Tensione

Uno degli elementi principali dell’essere umano, nelle sue interazioni con gli altri attori, è la tensione: di fatto, quando si presenta una possibile iterazione comunicativa, i soggetti coinvolti percepiscono il fatto che la loro identità sociale sarà analizzata attraverso varie lenti come gli stereotipi (Hunzaker, 2014), gli elementi religiosi (Beckford, 1978) e il genere sessuale (Bobbitt-Zeher, 2011). Di fatto, questo conduce il soggetto a temere l’eventuale attribuzione di screditato e/o screditabile attraverso il processo di stigmatizzazione, processo che conduce ad una svalutazione della propria identità sociale effettiva (Goffman, 1963).

Erving Goffman
Erving Goffman

Le strategie di gestione della tensione e l’umorismo

Per Haraway (1991) le risposte fisiologiche e biologiche sono un argomento che interessano molto la scienza sociologica, soprattutto l’iterazione fra gli elementi naturali e sociali dell’essere umano.
Di fatto, esse hanno un ruolo fondamentale nei processi sociali, soprattutto nei processi sociali legati alle attribuzione dei ruoli sociali nelle organizzazioni sociali (Hymel, Shelley, 2006).
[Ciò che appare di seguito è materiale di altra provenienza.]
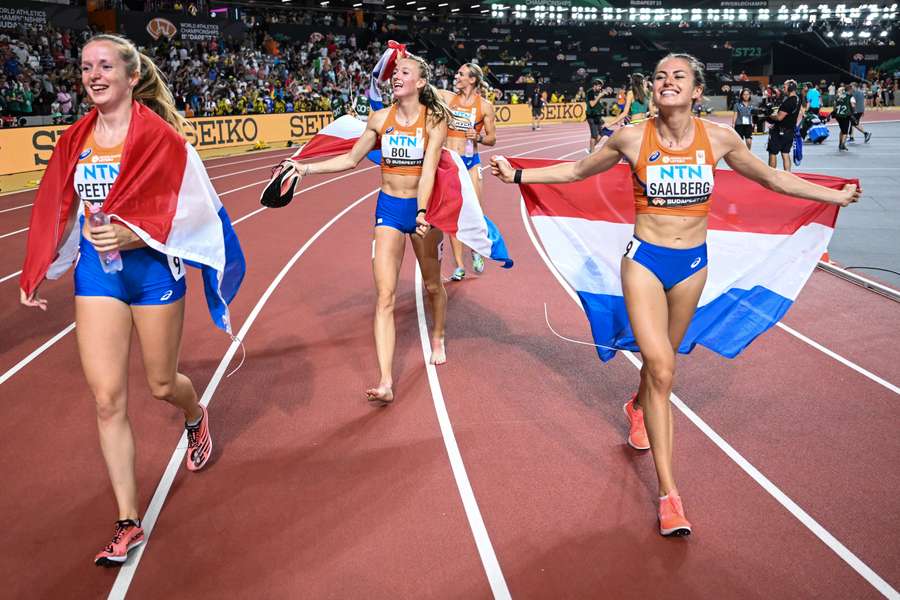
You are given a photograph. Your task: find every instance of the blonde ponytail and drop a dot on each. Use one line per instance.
(429, 95)
(152, 89)
(480, 83)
Stella società cooperativa

L’attore dunque attua vari meccanismi di difesa nelle iterazioni, come la corazza caratteriale, ovvero che lati della sua identità mostrare nelle situazioni sociali a seconda della intimità comunicativa che ha con gli altri soggetti (Becker, 1975).
Uno dei metodi di gestione della tensione più rilevanti all’interno della ricerca sociale degli ultimi decenni è l’umorismo, ovvero un sistema sociale e culturale di dispersione della tensione attraverso l’azione fisica del riso (Bergson, 1900).

L’effetto biologico e di controllo del frame della battuta

Secondo Gregory Bateson, si indica come principale ruolo della battuta il rilascio della tensione all’interno di una situazione comunicativa, soprattutto se l’attore soggetto viola una delle leggi esplicite o implicite nel frame contestualizzato (1953). Così, il soggetto ricevente l’azione di svalutazione, tenendo conto delle conseguenze della sua azione deviante, utilizza l’umorismo come metodo di accettazione della sua azione deviante e della diminuzione della gravità attraverso il riconoscere il ribaltamento delle aspettative del frame dove si è svolta l’azione.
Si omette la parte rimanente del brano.